It had been Nelly’s intention, with the vanity of a true woman, to postpone the wedding a month longer, and then to have it on such a scale as would excite the admiration and envy of all her companions; but Mr. Curtis was too shrewd for this. He durst not put this rapid love to the test of waiting; and he so worked upon his daughter’s fears, that she consented to a more hasty union. Mr. Brooke, too, showed some aversion to any public demonstration. Perhaps he was conscious that his friends would think he was doing a foolish thing, and he was therefore desirous of having it over before they had time to remonstrate. So, on a fine bright Sunday, early in September, the drowsy congregation, who were dozing away the afternoon-service, were aroused by the publication of the banns of marriage between Henry Brooke and Nelly Curtis. It occasioned great whispering and tittering. But no one suspected that the wedding was near at hand; and there were very few lingerers after the service was over, when Kelly came in at the side-door with her father, was joined by Mr. Brooke, and actually married then and there.
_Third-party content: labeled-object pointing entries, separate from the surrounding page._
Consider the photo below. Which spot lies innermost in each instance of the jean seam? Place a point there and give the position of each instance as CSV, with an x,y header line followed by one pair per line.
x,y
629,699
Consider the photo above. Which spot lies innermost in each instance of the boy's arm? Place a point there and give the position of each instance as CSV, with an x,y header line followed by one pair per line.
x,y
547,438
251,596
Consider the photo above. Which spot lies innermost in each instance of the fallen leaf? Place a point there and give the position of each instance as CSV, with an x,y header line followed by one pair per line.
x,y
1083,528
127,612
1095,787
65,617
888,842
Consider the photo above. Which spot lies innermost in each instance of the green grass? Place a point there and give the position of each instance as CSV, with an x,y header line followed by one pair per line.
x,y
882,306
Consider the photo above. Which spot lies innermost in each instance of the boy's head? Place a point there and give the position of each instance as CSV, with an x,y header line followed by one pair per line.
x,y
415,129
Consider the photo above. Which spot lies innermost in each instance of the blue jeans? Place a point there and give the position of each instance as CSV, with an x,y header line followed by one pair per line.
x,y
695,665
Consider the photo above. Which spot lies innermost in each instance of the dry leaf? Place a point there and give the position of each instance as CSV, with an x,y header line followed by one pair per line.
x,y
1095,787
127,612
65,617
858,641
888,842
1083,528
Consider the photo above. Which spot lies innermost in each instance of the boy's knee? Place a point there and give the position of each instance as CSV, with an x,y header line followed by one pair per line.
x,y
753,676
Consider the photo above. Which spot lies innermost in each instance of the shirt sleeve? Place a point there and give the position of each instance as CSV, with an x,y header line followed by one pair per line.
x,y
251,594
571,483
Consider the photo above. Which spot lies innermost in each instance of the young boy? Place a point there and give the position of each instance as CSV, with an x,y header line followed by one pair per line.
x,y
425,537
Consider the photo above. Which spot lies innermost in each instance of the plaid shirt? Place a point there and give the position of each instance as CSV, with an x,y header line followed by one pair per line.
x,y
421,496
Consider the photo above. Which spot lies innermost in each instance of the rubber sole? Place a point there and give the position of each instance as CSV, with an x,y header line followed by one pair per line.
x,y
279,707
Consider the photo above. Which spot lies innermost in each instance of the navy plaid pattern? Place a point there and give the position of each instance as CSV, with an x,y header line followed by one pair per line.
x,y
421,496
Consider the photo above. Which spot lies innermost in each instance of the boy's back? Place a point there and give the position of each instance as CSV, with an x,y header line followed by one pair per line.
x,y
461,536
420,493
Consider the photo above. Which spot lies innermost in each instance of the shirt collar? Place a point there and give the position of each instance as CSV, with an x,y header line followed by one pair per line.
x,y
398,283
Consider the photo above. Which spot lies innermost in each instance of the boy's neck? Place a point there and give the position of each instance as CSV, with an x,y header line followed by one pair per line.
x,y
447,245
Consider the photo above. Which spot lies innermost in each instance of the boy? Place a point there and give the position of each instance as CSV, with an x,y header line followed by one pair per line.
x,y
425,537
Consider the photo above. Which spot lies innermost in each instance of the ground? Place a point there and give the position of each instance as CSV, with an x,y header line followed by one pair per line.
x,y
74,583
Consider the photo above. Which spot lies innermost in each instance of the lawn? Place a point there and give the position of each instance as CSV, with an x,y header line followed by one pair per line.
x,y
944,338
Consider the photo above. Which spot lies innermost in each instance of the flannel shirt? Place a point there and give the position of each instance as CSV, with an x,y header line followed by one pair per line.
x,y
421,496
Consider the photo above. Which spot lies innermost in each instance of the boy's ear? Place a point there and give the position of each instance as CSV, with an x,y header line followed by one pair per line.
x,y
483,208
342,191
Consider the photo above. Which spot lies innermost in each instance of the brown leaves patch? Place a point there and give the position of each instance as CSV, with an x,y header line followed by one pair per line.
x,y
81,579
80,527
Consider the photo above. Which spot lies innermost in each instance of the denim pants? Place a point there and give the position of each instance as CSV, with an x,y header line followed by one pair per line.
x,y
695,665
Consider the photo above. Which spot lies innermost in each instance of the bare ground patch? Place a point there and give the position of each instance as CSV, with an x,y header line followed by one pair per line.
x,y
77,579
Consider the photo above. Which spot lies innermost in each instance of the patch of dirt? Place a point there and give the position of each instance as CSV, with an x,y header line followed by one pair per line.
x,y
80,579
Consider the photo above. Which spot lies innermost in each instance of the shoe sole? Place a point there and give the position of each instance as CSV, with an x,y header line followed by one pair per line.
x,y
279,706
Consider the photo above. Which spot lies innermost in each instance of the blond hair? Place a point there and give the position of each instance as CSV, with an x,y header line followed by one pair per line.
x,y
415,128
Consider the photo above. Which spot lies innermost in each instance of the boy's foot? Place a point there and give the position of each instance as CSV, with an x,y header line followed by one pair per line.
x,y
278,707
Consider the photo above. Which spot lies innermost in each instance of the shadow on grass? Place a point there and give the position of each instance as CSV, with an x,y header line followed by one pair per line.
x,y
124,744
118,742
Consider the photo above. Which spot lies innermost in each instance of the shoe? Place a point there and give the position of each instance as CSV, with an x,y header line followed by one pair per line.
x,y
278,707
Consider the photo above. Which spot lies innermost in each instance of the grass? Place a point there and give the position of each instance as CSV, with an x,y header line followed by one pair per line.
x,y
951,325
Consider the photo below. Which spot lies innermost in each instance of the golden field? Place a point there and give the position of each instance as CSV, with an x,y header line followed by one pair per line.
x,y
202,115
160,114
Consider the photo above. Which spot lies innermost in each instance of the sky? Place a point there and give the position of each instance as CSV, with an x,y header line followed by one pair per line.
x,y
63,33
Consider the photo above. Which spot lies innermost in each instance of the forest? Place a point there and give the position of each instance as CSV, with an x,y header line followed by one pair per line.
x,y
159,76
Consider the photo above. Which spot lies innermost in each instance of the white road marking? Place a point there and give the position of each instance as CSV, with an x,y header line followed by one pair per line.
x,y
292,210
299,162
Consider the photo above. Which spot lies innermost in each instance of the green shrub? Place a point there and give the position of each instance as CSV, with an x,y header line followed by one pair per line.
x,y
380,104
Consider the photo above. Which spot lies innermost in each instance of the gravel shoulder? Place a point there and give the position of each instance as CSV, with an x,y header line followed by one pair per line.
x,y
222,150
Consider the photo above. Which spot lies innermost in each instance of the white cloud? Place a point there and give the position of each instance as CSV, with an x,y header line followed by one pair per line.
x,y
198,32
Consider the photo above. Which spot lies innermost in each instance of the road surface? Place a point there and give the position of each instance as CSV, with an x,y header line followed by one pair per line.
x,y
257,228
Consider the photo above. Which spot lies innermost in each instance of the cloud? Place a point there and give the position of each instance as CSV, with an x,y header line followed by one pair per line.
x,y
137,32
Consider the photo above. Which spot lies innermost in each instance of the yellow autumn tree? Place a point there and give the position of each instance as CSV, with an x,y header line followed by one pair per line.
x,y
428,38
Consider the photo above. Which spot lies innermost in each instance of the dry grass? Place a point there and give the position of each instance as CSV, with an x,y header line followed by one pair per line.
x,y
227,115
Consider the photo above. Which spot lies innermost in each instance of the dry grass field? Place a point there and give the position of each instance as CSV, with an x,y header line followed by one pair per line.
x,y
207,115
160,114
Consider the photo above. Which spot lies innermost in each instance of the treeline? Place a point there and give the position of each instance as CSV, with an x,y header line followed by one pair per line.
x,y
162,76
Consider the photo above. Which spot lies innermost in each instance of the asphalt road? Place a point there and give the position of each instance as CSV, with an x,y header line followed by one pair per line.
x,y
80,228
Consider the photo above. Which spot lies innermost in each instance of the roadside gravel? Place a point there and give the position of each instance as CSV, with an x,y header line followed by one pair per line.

The Blount brothers never went to church, but they almost always came into the village of a Sunday afternoon, and on this memorable day they were there as usual, but not together. John was earnestly discussing a new breed of cattle with a neighboring farmer, wholly oblivious of the false Nelly. James was standing with a group of young men on the village-green, when Isaac Welles, the whilom blackberry-boy, rushed up, breathless, to say that he had been detained in the church and had actually seen Nelly and Mr. Brooke married.
In the first eager questions that followed this announcement, no one noticed James, until they were astonished to see him fall heavily to the ground. He had fainted. They had not mentioned the publication of the banns to him, and he was wholly unprepared for this utter annihilation of all his hopes. Welles sprang to his side, and they raised him quickly. He was a strong man, and before they could bring any restoratives he had recovered.
“It is nothing,” he said, with a sickly smile. “I think it must have been a sunstroke. It is confoundedly hot.”
This lame explanation was accepted, and James refused to go into any of the neighbors’ houses, though he consented to seat himself, for a few moments, on a rustic bench in the shade of the trees.
Half an hour later, John, having finished his chat, strolled to the green and approached the group. He looked surprised when he caught sight of his brother, who of late had so carefully avoided him. His astonishment increased when James rose, and, advancing a step, said,—
“John, Nelly Curtis is married to that Brooke!”
An angry flush rose to John’s brow, and his black eyes flashed ominously, as he answered, in a hoarse, low voice,—
“So much the better, for now she will never be your wife.”